Em 13 de outubro de 2025, a Comissão Nacional de Desenvolvimento e Reforma (NDRC) divulgou as "Medidas para a Implementação de Metas de Proporção Mínima para o Consumo de Energias Renováveis e o Sistema de Responsabilidade pelo Consumo de Eletricidade de Fontes Renováveis (Projeto para Consulta Pública)" (doravante denominadas "Medidas") para solicitar opiniões públicas。 O documento esclareceu as metas de proporção mínima para o consumo de energias renováveis pelos usuários de energia e as regras de formulação, monitoramento e avaliação dos pesos de responsabilidade pelo consumo de eletricidade de fontes renováveis nas regiões administrativas de nível provincial。 Ele fornece garantias institucionais para a aplicação em larga escala de energias renováveis (incluindo a produção de hidrogênio, amônia e álcoois a partir de fontes renováveis), auxiliando na consecução das metas "duplo carbono"。
Pela primeira vez, as "Medidas" detalharam as metas de proporção mínima para o consumo de energias renováveis em duas categorias: consumo de eletricidade e consumo não elétrico。 A meta de consumo não elétrico inclui explicitamente "a produção de hidrogênio, amônia e álcoois a partir de fontes renováveis" e padroniza seus métodos de contabilização。 Paralelamente, continua e aprimora o sistema de pesos de responsabilidade pelo consumo de eletricidade de fontes renováveis para as regiões provinciais, esclarecendo as responsabilidades de entidades como empresas de rede elétrica e usuários de eletricidade, construindo assim um quadro político para a utilização abrangente de energias renováveis em todos os cenários。
I。 Produção de Hidrogênio, Amônia e Álcoois a Partir de Fontes Renováveis Ganha Posicionamento Político Claro; Metas de Consumo Não Elétrico Abrem Espaço para Desenvolvimento
As "Medidas" incorporaram formalmente "a produção de hidrogênio, amônia e álcoois a partir de fontes renováveis" no âmbito dasmetas de proporção mínima para consumo não elétricode energias renováveis。 Juntamente com o aquecimento (refrigeração) por fontes renováveis e os biocombustíveis, eles constituem as áreas centrais do consumo não elétrico。 Isso marca a primeira vez que seu papel importante na transição energética foi esclarecido no nível institucional nacional, fornecendo uma base política para o desenvolvimento industrial deste campo。
Do ponto de vista do cumprimento das metas, as "Medidas" especificam que as indústrias de consumo intensivo de energia podem atender às metas de consumo não elétrico por meio de métodos como "utilização abrangente, incluindo a produção de hidrogênio, amônia e álcoois a partir de fontes renováveis。
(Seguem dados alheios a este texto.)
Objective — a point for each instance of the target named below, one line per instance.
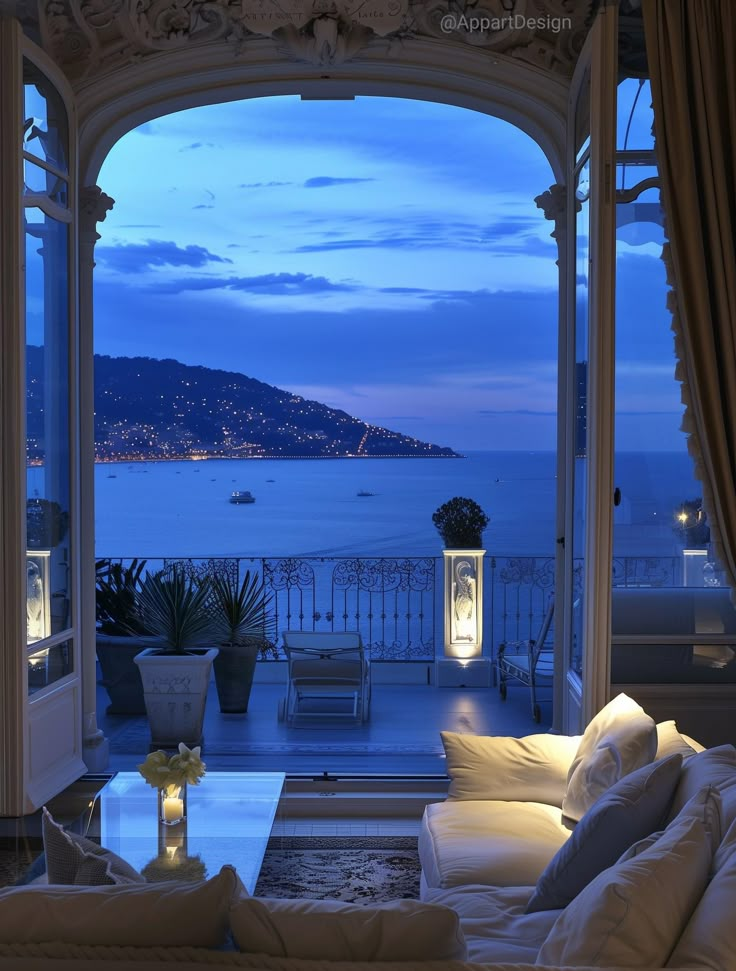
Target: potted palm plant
(176, 674)
(120, 634)
(244, 632)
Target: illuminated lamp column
(463, 603)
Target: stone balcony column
(553, 204)
(93, 207)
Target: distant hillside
(150, 409)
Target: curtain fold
(691, 49)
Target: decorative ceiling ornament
(88, 38)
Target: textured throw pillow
(621, 738)
(631, 810)
(530, 769)
(73, 859)
(632, 914)
(140, 915)
(329, 930)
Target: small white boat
(242, 496)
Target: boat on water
(242, 496)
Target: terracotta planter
(175, 692)
(234, 670)
(121, 677)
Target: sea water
(311, 507)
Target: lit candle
(173, 809)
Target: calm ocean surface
(311, 507)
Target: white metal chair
(529, 662)
(328, 676)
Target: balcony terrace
(396, 603)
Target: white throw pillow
(632, 915)
(141, 915)
(671, 742)
(530, 769)
(73, 859)
(621, 738)
(330, 930)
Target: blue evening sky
(382, 256)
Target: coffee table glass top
(229, 820)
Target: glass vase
(172, 805)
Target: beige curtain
(691, 48)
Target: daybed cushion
(632, 914)
(620, 739)
(145, 915)
(715, 767)
(498, 844)
(709, 939)
(530, 769)
(73, 859)
(632, 809)
(330, 930)
(495, 924)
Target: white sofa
(668, 902)
(501, 844)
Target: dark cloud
(275, 284)
(196, 145)
(133, 257)
(325, 181)
(515, 411)
(262, 185)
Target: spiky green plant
(460, 523)
(241, 610)
(117, 588)
(175, 608)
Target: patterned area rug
(355, 870)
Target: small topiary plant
(460, 522)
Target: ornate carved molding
(88, 38)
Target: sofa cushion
(631, 810)
(530, 769)
(330, 930)
(141, 915)
(73, 859)
(709, 939)
(621, 738)
(715, 767)
(632, 914)
(495, 924)
(499, 844)
(671, 742)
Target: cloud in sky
(281, 284)
(325, 181)
(134, 257)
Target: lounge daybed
(616, 849)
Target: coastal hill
(151, 409)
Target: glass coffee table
(229, 820)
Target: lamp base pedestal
(453, 672)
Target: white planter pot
(175, 691)
(463, 603)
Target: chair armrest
(530, 769)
"Isto significa que os projetos realizados por empresas relevantes para produção de hidrogênio, amônia e álcoois estarão diretamente vinculados a avaliações de políticas, o que deve estimular o entusiasmo de investimento em setores como o industrial e energético。 Por exemplo, indústrias de alto consumo energético, como químicos e siderurgia, podem implantar projetos de produção de hidrogênio baseados em energias renováveis para atender tanto às suas próprias necessidades de redução de emissões quanto aos indicadores de consumo não elétrico definidos pelas políticas, formando um ciclo virtuoso de "implementação de projetos — alcance de metas — redução de emissões e ganho de eficiência"。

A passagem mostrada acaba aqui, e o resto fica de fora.